Currently, enforcement matters can linger for up to four years before the agency is required to take any action.
Once the matter is one year away from falling outside of the five-year statute of limitations, the FEC is required to create a plan that leads to a commission vote on whether there is probable cause to investigate within six months.
As Issue One recently detailed in its report “Busted & Broke: Why the Federal Election Commission doesn’t work,” the FEC has a significant backlog of enforcement cases, and that number has only gone up in recent years: In 2010, the agency had 100 open enforcement cases on its docket, but in 2018, it had 329 cases.
Walther cited the “current backlog of enforcement matters before the commission” as a reason for his proposed amendment, but he opted not to put the proposal up for a vote today because he said he knew the commission didn’t have the four votes necessary to adopt it.
He lamented that routinely losing the opportunity to decide on cases due to the statute of limitations is “really a travesty.”
For her part, FEC Chair Ellen Weintraub, a Democrat, was sympathetic to Walther’s proposal and stressed that the agency’s Office of General Counsel is already both strained and understaffed: “They need more lawyers,” Weintraub said. “We haven’t had support for hiring more lawyers.”
Republican Commissioner Caroline Hunter said she preferred to delay a vote on Walther’s proposal for a few months because the head of the FEC’s enforcement division is relatively new and needs time to adjust to the position before the process changes.

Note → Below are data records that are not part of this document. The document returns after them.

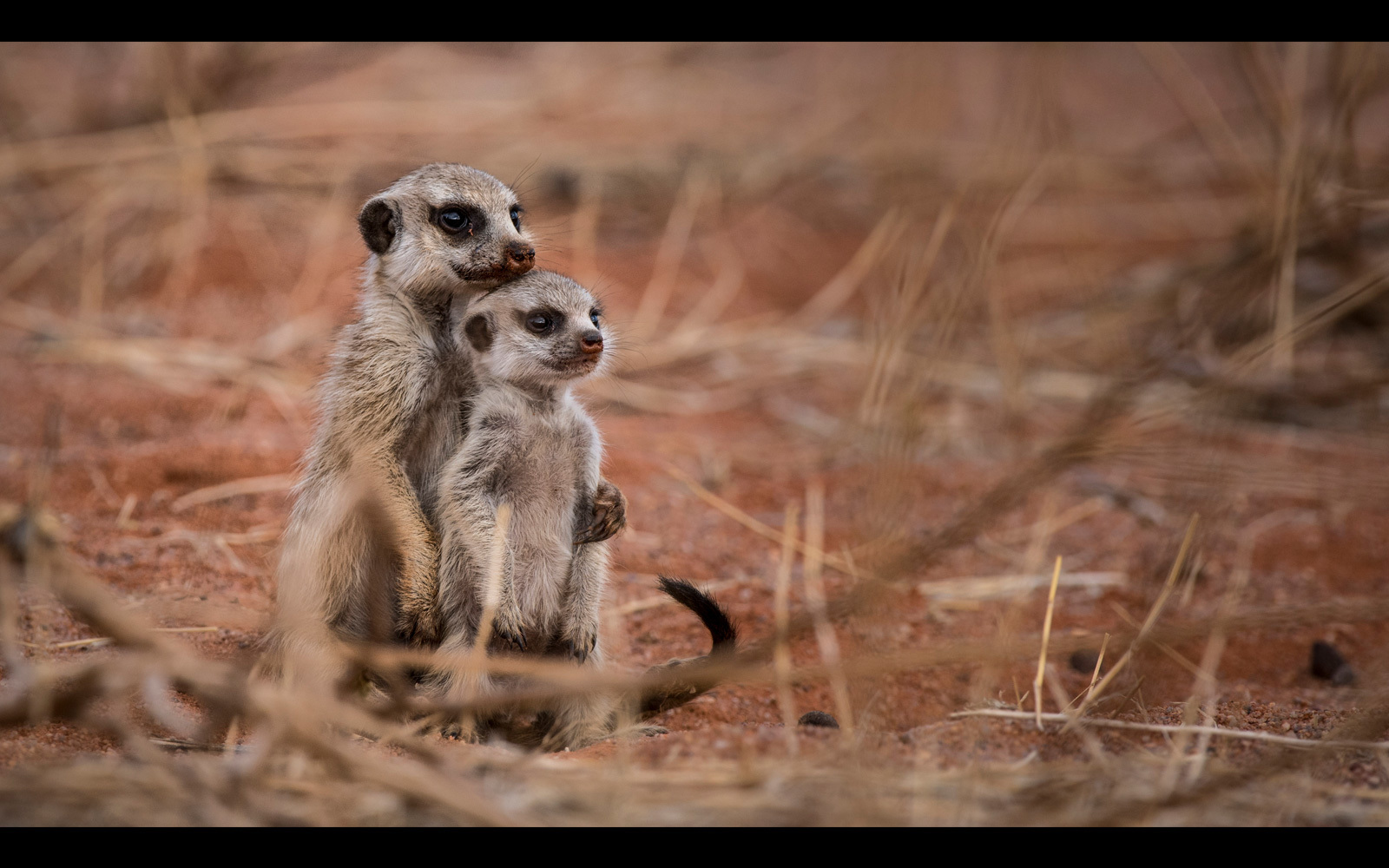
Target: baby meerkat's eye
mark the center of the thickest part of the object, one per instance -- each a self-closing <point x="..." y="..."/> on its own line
<point x="455" y="221"/>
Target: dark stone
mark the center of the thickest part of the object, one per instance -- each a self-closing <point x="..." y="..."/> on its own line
<point x="1326" y="663"/>
<point x="819" y="719"/>
<point x="1083" y="660"/>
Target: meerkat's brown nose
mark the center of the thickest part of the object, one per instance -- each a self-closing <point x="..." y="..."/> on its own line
<point x="520" y="257"/>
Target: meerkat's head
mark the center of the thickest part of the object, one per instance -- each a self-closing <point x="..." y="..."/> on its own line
<point x="541" y="330"/>
<point x="446" y="226"/>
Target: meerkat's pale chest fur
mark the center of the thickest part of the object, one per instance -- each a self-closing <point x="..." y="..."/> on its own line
<point x="360" y="552"/>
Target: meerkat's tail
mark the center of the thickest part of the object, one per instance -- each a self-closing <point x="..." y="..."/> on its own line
<point x="710" y="613"/>
<point x="698" y="677"/>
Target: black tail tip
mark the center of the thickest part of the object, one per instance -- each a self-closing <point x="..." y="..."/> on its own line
<point x="706" y="608"/>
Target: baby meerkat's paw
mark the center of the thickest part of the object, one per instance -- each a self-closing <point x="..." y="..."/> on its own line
<point x="507" y="625"/>
<point x="609" y="516"/>
<point x="580" y="642"/>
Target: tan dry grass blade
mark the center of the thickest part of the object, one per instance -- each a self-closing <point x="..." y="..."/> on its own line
<point x="1046" y="638"/>
<point x="1166" y="728"/>
<point x="1152" y="617"/>
<point x="781" y="611"/>
<point x="250" y="485"/>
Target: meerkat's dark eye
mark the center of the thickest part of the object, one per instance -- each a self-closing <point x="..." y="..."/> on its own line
<point x="455" y="220"/>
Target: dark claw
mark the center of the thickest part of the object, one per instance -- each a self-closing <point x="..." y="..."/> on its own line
<point x="609" y="516"/>
<point x="580" y="654"/>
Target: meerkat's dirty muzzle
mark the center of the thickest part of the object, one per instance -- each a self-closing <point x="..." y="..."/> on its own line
<point x="520" y="257"/>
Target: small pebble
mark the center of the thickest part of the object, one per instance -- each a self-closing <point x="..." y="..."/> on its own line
<point x="1083" y="660"/>
<point x="819" y="719"/>
<point x="1328" y="663"/>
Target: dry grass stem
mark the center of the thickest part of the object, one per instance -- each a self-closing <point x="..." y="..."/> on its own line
<point x="1046" y="636"/>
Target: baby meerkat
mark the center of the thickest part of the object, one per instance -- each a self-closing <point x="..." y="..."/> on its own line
<point x="531" y="444"/>
<point x="360" y="550"/>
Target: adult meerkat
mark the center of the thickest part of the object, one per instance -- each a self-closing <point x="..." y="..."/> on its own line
<point x="360" y="550"/>
<point x="531" y="446"/>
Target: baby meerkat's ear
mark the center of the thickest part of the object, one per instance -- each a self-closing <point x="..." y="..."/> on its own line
<point x="379" y="221"/>
<point x="479" y="332"/>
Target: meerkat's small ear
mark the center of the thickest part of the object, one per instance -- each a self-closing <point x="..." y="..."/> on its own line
<point x="379" y="221"/>
<point x="479" y="332"/>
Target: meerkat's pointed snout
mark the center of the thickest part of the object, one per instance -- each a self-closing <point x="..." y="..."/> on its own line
<point x="520" y="257"/>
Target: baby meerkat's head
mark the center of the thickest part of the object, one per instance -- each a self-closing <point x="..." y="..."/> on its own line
<point x="446" y="226"/>
<point x="541" y="330"/>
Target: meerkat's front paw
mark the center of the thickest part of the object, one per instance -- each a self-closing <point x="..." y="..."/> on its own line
<point x="507" y="625"/>
<point x="463" y="731"/>
<point x="609" y="516"/>
<point x="578" y="645"/>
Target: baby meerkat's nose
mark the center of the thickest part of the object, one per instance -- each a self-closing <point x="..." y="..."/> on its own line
<point x="520" y="256"/>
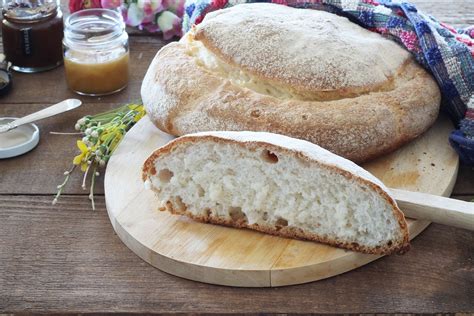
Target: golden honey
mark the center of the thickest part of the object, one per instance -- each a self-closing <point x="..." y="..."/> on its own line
<point x="95" y="77"/>
<point x="96" y="56"/>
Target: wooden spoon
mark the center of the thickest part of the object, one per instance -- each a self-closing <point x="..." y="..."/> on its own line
<point x="435" y="208"/>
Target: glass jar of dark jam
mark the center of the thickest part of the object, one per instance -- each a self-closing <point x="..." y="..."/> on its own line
<point x="32" y="32"/>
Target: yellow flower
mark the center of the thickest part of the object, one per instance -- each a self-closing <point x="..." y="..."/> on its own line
<point x="79" y="159"/>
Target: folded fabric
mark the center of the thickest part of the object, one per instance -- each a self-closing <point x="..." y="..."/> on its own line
<point x="446" y="52"/>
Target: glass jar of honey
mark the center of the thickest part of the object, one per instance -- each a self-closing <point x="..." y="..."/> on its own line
<point x="96" y="54"/>
<point x="32" y="33"/>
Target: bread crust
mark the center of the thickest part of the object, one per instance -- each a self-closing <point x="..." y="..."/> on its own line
<point x="182" y="97"/>
<point x="339" y="166"/>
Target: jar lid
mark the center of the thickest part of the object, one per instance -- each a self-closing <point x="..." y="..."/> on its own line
<point x="19" y="140"/>
<point x="29" y="11"/>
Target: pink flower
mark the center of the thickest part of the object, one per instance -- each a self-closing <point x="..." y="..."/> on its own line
<point x="111" y="4"/>
<point x="135" y="16"/>
<point x="170" y="24"/>
<point x="175" y="6"/>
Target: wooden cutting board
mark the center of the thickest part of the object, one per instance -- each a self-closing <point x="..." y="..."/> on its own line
<point x="238" y="257"/>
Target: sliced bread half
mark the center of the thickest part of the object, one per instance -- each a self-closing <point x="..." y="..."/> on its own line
<point x="277" y="185"/>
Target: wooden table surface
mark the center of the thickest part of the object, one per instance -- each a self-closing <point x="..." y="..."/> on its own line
<point x="66" y="258"/>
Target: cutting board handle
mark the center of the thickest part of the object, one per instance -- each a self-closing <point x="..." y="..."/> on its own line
<point x="435" y="208"/>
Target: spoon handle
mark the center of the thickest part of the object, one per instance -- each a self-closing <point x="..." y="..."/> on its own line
<point x="58" y="108"/>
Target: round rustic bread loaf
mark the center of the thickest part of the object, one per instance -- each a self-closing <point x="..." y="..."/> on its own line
<point x="307" y="74"/>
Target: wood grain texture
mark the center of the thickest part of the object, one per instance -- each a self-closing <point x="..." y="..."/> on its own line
<point x="67" y="258"/>
<point x="237" y="257"/>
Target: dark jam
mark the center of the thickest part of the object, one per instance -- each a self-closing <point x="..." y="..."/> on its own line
<point x="32" y="35"/>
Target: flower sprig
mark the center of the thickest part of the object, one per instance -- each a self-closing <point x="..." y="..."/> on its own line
<point x="101" y="135"/>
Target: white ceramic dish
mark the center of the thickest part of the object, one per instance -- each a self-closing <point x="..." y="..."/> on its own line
<point x="19" y="140"/>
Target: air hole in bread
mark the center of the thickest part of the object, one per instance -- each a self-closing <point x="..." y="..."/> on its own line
<point x="237" y="215"/>
<point x="180" y="206"/>
<point x="255" y="113"/>
<point x="201" y="191"/>
<point x="165" y="175"/>
<point x="269" y="157"/>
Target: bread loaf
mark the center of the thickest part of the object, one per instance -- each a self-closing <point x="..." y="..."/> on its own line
<point x="276" y="185"/>
<point x="307" y="74"/>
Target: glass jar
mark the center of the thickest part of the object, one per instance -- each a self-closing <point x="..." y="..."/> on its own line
<point x="32" y="33"/>
<point x="96" y="54"/>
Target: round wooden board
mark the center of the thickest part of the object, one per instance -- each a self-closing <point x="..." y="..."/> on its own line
<point x="240" y="257"/>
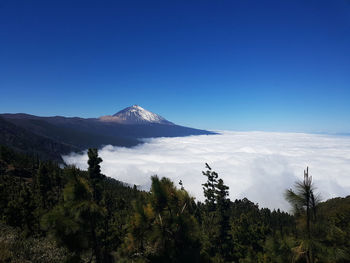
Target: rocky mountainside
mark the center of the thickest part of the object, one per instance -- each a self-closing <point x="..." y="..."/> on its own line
<point x="64" y="134"/>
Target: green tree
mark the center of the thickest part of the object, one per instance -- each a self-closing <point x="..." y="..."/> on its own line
<point x="304" y="203"/>
<point x="164" y="228"/>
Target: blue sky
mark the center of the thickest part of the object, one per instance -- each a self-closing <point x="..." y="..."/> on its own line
<point x="239" y="65"/>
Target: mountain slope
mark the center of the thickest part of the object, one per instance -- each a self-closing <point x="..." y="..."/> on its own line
<point x="79" y="134"/>
<point x="135" y="115"/>
<point x="23" y="140"/>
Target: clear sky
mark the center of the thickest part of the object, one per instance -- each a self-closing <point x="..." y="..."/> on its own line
<point x="219" y="64"/>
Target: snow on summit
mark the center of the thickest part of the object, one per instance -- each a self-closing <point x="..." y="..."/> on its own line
<point x="135" y="115"/>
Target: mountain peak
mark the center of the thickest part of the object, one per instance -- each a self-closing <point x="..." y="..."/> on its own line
<point x="135" y="115"/>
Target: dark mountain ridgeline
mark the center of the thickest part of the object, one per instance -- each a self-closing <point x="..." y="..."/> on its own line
<point x="33" y="134"/>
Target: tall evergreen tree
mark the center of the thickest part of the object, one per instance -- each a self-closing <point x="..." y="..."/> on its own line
<point x="305" y="202"/>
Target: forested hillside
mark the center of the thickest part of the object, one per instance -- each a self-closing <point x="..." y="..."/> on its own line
<point x="50" y="213"/>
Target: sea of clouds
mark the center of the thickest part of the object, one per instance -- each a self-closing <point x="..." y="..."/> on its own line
<point x="256" y="165"/>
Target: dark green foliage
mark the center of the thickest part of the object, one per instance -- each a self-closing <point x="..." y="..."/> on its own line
<point x="54" y="214"/>
<point x="163" y="229"/>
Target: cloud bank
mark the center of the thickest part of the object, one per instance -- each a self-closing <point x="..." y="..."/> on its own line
<point x="256" y="165"/>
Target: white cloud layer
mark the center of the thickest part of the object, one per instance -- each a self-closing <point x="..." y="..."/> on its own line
<point x="256" y="165"/>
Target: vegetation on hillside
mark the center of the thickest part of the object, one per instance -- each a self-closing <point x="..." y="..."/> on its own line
<point x="50" y="213"/>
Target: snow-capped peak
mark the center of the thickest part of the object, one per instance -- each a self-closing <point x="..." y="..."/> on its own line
<point x="135" y="115"/>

She also expressed that his views on the matter should be taken into account.
Walther’s amendment to FEC regulations would require that the commission take action within one year of receiving a complaint or referral. More specifically, under the proposal, the Office of General Counsel would be required to make a “substantive recommendation,” meaning a recommendation of whether the commission should open an investigation into the matter or dismiss the case, within nine months of receiving the complaint or referral. Within three months of receiving that recommendation, the commission would be required to take “substantive action,” meaning a vote on whether to proceed with enforcement actions. Should the Office of General Counsel not meet the nine month deadline, the commission would still be required to take substantive action within twelve months of receiving the complaint or referral.
With two vacancies on the six-member commission, unanimous agreement of the four current commissioners is required for the body to take action.